REST API / Web UI for similarity searches

This is an example of using the supplied command line tools to generate descriptors for molecule sets and start up an embedded server to provide a Web UI and REST API for remote clients. Parts of the steps described below are implemented in script rest-api-example.sh found in examples/ directory. Further scripts exposing larger datasets and more descriptors are available. For details see document Self contained examples. This documentation also details core concepts of command line tool gui.sh.
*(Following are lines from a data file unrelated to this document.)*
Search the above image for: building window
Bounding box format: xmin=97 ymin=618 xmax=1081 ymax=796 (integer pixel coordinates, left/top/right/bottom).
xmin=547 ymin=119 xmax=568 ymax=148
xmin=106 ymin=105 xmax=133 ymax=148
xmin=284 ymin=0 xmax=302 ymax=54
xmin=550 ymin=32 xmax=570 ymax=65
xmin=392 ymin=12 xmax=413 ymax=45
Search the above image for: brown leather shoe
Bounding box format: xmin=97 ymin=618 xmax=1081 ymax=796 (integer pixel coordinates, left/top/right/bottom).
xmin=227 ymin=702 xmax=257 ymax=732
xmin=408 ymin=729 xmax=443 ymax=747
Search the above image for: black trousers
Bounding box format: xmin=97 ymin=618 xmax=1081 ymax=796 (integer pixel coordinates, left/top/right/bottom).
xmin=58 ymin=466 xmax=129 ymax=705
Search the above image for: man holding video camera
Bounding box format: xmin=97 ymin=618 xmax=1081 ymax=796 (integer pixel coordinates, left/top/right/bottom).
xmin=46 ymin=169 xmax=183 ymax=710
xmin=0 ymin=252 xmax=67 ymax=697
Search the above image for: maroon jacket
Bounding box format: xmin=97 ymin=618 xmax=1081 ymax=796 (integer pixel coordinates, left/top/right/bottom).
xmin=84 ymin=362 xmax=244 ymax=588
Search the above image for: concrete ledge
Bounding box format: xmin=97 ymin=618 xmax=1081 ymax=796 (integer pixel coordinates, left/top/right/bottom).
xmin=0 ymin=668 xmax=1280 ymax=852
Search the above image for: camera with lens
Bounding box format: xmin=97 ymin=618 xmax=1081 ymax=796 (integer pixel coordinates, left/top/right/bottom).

Basic workflow consists of the following steps:

Overview of launching REST API / Web UI

  1. Import molecules and ID from structure file (creating master molecule storage and master ID storages).
  2. Calculate molecular descriptors to be used.
  3. Launch embedded server to provide REST API and serve Web UI for clients.
  4. Connect using tool curl (or wget) to query from bash command line.
  5. Connect using a browser to provide an interactive user interface (Web UI).

For more details on the command line scripts involved see their description. See also introduction to REST API slides.

Process and expose contents of data/vitamins.smi

Expose the vitamins dataset containing 30 structures with a simple descriptor (CFP7) and a set of custom float descriptors.

Commands

# Import molecules and IDs
cat data/molecules/vitamins/vitamins.smi | bin/createMms.sh \
    -in - \
    -name vitamins-name.bin -out vitamins-mms.bin

# Calculate CFP7 descriptors
cat data/molecules/vitamins/vitamins.smi | bin/buildStorage.sh \
    -context createSimpleCfp7Context \
    -in - \
    -out vitamins-cfp7.bin

# Import custom float descriptors
cat data/floats-1d.txt | bin/importStorage.sh \
        -in - \
        -splitter com.chemaxon.overlap.splits.AllButFirstToken \
        -idsplitter com.chemaxon.overlap.splits.FirstToken \
        -out custom-float-1d-desc.bin \
        -id custom-float-1d-id.bin \
        -contextjs "ctx_from_descpb(bld_fv.length(1))" \
        -infilter "(l.trim().length == 0 || l.trim().charAt(0) == '#') ? null : l"

# Launch embedded server
bin/gui.sh \
    -mols -name:vitamins:-mms:vitamins-mms.bin:-mid:vitamins-name.bin \
    -idonly -name:custom-1d-float:-mid:custom-float-1d-id.bin \
    -desc -desc:vitamins-cfp7.bin:-mols:vitamins:-name:vita-cfp7 \
    -desc -desc:custom-float-1d-desc.bin:-mols:custom-1d-float:-name:custom-1d-float \
    -nobrowse \
    -port 8085 \
    -stopport 8086 \
    -stopsecret my_stop_secret

After startup messages similar for the following example are printed to the console:

....

Server stopper listening on port 8086. Open connection and send secret to stop server.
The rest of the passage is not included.